No entanto as origens e a
natureza do fascismo não são mistério nenhum, para quem se disponha a
rastreá-las em autênticos livros de História.
Todas as ideologias e
movimentos de massa dos dois últimos séculos nasceram da Revolução Francesa.
Nasceram dela e nenhum contra ela. As correntes revolucionárias foram
substancialmente três: a liberal, interessada em consolidar novos direitos
civis e políticos, a socialista, ambicionando estender a revolução ao campo
econômico-social, a nacionalista, sonhando com um novo tipo de elo social que
se substituísse à antiga lealdade dos súditos ao rei e acabando por encontrá-lo
na "identidade nacional", no sentimento quase animista de união
solidária fundada na unidade de raça, de língua, de cultura, de território. A
síntese das três foi resumida no lema: Liberdade-Igualdade-Fraternidade.
A conjuração igualitarista de
Babeuf e seu esmagamento marcaram a ruptura entre os dois primeiros ideais,
anunciando duzentos anos de competição entre revolução capitalista e revolução
comunista.
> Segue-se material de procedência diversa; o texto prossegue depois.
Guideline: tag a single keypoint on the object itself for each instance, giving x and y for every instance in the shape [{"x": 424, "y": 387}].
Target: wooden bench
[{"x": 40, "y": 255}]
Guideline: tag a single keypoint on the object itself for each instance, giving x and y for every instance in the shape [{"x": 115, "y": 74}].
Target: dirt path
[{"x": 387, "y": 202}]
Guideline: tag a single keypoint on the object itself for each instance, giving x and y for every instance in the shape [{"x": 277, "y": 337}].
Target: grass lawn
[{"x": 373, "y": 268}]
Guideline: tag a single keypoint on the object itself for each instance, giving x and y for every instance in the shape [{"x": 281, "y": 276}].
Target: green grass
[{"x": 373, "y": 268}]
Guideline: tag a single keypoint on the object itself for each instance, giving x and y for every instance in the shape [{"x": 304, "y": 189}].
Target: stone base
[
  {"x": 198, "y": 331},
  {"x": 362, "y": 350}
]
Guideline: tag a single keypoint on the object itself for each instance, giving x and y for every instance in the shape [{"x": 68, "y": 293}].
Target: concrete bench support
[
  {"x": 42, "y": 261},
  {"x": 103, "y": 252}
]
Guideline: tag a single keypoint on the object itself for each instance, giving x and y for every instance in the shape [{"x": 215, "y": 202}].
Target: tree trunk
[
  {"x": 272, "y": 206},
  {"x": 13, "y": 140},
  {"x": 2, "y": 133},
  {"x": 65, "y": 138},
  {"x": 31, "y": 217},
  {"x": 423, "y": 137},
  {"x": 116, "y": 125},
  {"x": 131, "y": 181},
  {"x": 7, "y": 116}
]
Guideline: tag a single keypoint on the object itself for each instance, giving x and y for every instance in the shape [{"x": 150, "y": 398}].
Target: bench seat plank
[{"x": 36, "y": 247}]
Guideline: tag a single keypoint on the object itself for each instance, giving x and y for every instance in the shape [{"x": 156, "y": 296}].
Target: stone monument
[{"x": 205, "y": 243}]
Que cada uma acuse a outra de reacionária, nada mais natural: na
disputa de poder entre os revolucionários, ganha aquele que melhor conseguir
limpar sua imagem de toda contaminação com a lembrança do "Ancien
Régime". Mas para limpar-se do passado é preciso sujá-lo, e nisto
concorrem, com criatividade transbordante, os propagandistas dos dois lados: as
terras da Igreja, garantia de subsistência dos pobres, tornam-se
retroativamente hedionda exploração feudal; a prosperidade geral francesa,
causa imediata da ascensão social dos burgueses, torna-se o mito da miséria
crescente que teria produzido a insurreição dos pobres; a expoliação dos
pequenos proprietários pela nova classe de burocratas que se substituíra às
administrações locais (e que aderiu em massa à revolução) se torna um crime dos
senhores feudais. A imagem popular da Revolução ainda é amplamente baseada
nessas mentiras grossas, para cuja credibilidade contribuiu o fato de que
fossem apregoadas simultaneamente por dois partidos inimigos.
A terceira facção,
nacionalista, passa a encarnar quase monopolisticamente o espírito
revolucionário na fase da luta pelas independências nacionais e coloniais (o
Brasil nasceu disso). A parceria com as outras duas transforma-se, aos poucos,
em concorrência e hostilidade abertas, incentivadas, aqui e ali, pelas alianças
ocasionais entre os revolucionários nacionalistas e os monarcas locais
destronados pelo império napoleônico.
Pelo fim do século XIX, as
revoluções liberais tinham acabado, os regimes liberais entravam na fase de
modernização pacífica. O liberalismo triunfante podia agora reabsorver valores
religiosos e morais sobreviventes do antigo regime, tornados inofensivos pela
supressão de suas bases sociais e econômicas. Ele já não se incomodava de
personificar a "direita" aos olhos das duas concorrentes
revolucionárias, rebatizadas "comunismo soviético" e
"nazifascismo". Assim começou a luta de morte entre a revolução
socialista e a revolução nacionalista, cada uma acusando a outra de
cumplicidade com a "reação" liberal.
Essa é a história. O leitor
está livre para tentar orientar-se entre os dados, sempre complexos e ambíguos,
da realidade histórica, ou para optar pelas simplificações mutiladoras. A
primeira opção fará dele um chato, um perverso, um autoritário, sempre a exigir
que as opiniões, essas esvoaçantes criaturas da liberdade humana, sejam atadas
com correntes de chumbo ao chão cinzento dos fatos. A segunda opção terá a
vantagem de torná-lo uma pessoa simpática e comunicativa, bem aceita como igual
na comunidade tagarela e saltitante dos símios acadêmicos.